En ce qui concerne l’aménagement de la route des pêches, le gouvernement a été amené à reconfigurer totalement le projet touristique par rapport à ce qu’il était au départ. C’est ça qui a donné la double voie, une façade balnéaire plus ouverte et le lancement l’investissement privé dans le sens de l’aménagement touristique et balnéaire. Nous avons une déclaration d’utilité publique qui couvrait une zone large de plus d’un kilomètre sur toute la longueur de la façade maritime depuis Cotonou jusqu’à Ouidah.

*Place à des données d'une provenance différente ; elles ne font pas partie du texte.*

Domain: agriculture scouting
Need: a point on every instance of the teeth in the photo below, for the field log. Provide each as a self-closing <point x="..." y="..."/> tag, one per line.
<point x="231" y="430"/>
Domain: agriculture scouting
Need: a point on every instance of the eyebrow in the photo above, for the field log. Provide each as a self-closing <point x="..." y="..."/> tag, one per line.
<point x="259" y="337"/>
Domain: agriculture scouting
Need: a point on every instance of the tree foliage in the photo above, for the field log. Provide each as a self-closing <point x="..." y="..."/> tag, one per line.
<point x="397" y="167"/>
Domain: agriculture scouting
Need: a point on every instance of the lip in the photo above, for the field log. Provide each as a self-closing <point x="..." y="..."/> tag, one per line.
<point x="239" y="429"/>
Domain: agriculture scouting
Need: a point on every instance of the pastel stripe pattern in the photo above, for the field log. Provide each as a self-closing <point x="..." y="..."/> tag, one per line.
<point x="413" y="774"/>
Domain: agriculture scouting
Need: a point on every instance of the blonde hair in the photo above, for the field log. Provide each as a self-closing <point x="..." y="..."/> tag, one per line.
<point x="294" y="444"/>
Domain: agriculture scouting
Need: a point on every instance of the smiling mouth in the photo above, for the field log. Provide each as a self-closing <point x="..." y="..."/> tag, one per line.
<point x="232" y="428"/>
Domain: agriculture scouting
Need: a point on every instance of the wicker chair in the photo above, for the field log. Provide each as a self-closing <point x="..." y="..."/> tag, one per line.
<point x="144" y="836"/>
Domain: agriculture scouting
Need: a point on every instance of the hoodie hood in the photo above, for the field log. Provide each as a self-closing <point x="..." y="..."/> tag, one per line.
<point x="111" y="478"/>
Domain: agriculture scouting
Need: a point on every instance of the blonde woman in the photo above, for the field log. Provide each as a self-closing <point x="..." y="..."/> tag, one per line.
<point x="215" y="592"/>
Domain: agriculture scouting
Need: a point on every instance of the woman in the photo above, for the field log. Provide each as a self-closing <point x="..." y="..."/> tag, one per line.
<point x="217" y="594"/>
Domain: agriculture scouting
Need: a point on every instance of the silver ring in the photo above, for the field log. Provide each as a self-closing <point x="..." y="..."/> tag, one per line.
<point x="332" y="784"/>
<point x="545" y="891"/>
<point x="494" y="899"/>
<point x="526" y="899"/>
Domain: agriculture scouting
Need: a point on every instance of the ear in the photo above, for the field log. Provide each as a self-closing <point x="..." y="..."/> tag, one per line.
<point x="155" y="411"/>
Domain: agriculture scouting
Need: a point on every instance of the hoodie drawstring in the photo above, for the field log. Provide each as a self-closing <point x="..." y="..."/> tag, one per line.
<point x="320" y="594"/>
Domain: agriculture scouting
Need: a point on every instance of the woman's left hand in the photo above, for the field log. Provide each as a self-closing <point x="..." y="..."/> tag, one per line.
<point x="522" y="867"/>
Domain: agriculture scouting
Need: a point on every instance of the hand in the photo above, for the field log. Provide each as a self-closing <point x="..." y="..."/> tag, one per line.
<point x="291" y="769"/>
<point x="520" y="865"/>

En Avril 2020, pour diminuer l’impact du projet sur les populations riveraines, cette zone a été redéfinie et resserrée de sorte à libérer tous les espaces qui n’étaient pas directement impactés par le projet. L’aménagement du territoire étant une entreprise dynamique et non statique, l’opportunité, le contenu et les besoins de plusieurs projets que nous menons, nous amènent à revoir les limites de tel ou tel autre projet… C’est ce qui se passe sur la route des pêches qui accueille de nouveaux équipements, de nouvelles infrastructures comme l’hôpital de Togbin, l’école des métiers du tourisme et de l’hôtellerie… Cela a amené le gouvernement, dans l’aménagement de la façade maritime qui va recevoir des restaurants et des espaces de loisirs, à reconsidérer les limites qui avaient été définies en avril 2020 pour revenir en novembre 2021 sur la redéfinition du périmètre. La raison essentielle de la réintégration de Togbin zone 4 vient de là. Jusqu’à récemment, Togbin zone 4 est construit sur moins d’un pour cent de sa surface. Cela veut dire que pour choisir une zone qui doit recevoir des investissements, le gouvernement regarde les impacts du choix de ce périmètre sur les constructions existantes…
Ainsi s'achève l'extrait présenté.